Skip to main content
Synthetic Data for Better and Safer AI Models

Synthetic Data for Better and Safer AI Models

As modern machine learning algorithms grow in complexity and sophistication so does their need for larger sets of training data. In practice these sets might be smaller than required, be of bad quality or misrepresent the actual domain of the real life problem that is being modelled. Simulation is a useful tool for countering those issues, as it can not only augment the training input and speed up the training process of the algorithm, but can also help with its subsequent validation and robustification by producing original samples and scenarios intended to enhance the algorithm's predictability and trustworthiness. Our aim in the STAR project is to provide a simulated reality module that can work as an add-on for predictive methods, while also interacting with the human operator in order to produce verifiably realistic scenarios that will augment the automated decision making process.

Simulated reality can been applied in a variety of manufacturing scenarios, such as visual quality inspection and autonomous robotic control.
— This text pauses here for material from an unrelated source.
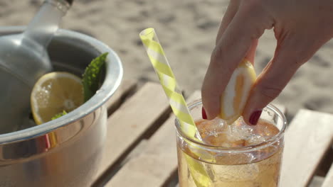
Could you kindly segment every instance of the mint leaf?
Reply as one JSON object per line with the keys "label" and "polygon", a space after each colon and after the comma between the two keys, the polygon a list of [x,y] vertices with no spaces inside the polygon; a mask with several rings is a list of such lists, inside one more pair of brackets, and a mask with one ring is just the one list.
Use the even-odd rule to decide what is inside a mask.
{"label": "mint leaf", "polygon": [[88,67],[85,68],[82,79],[85,102],[88,101],[100,87],[99,82],[101,79],[102,68],[105,64],[105,60],[108,54],[108,52],[103,53],[92,60]]}
{"label": "mint leaf", "polygon": [[59,118],[60,117],[61,117],[61,116],[63,116],[63,115],[66,115],[66,114],[67,114],[67,112],[65,111],[65,110],[63,110],[62,113],[56,114],[56,115],[54,115],[54,116],[51,118],[51,120],[56,120],[56,118]]}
In a supervised setting such as defect detection it takes the form of synthetic data generation. In such a use-case data augmentation is often necessary due to the class skew caused by the rarity of defective artifacts. Underrepresented classes can be supplemented with synthetic images constructed from the existing data. Recent works have achieved good prediction rates under skewed training sets using state of the art methods such as Convolutional Variational Autoencoders and Generative Adversarial Networks. A step beyond is the synthesis of novel defects, usually based on prior knowledge from different products. Neural Style Transfer has been used successfully to fuse defect snippets with non-defective images. Such images can be used to test and also enhance the algorithm's predictive capacity.

In our work in STAR we are tackling such a characteristic supervised defect detection usecase, where the dataset is small and heavily imbalanced with images of defects being rare and hard to obtain. It was therefore important when choosing a suitable data augmentation method to take into account its ability to handle small datasets, something which is not the case when training large autoencoders or GANs from scratch. We are currently examining and evaluating different state of the art approaches that address this issue, such as trying to selectively utilize complex open-source GANs trained or large datasets such as imagenet. Of course lack of data is not the only challenge we have come across; high image fidelity is also an important requirement as differences between defects and non-defects can be minuscule. If this requirement is not met, the use of synthetic data can backfire and confuse the classifier further. To overcome this issue we chose to purposefully fuse synthetic with real data and apply some filtering and post-processing which has led to interesting results. Our next steps are to improve the quality and usefulness of the synthetic data even further and also to produce novel examples that will help assess and increase the robustness of the underlying AI models.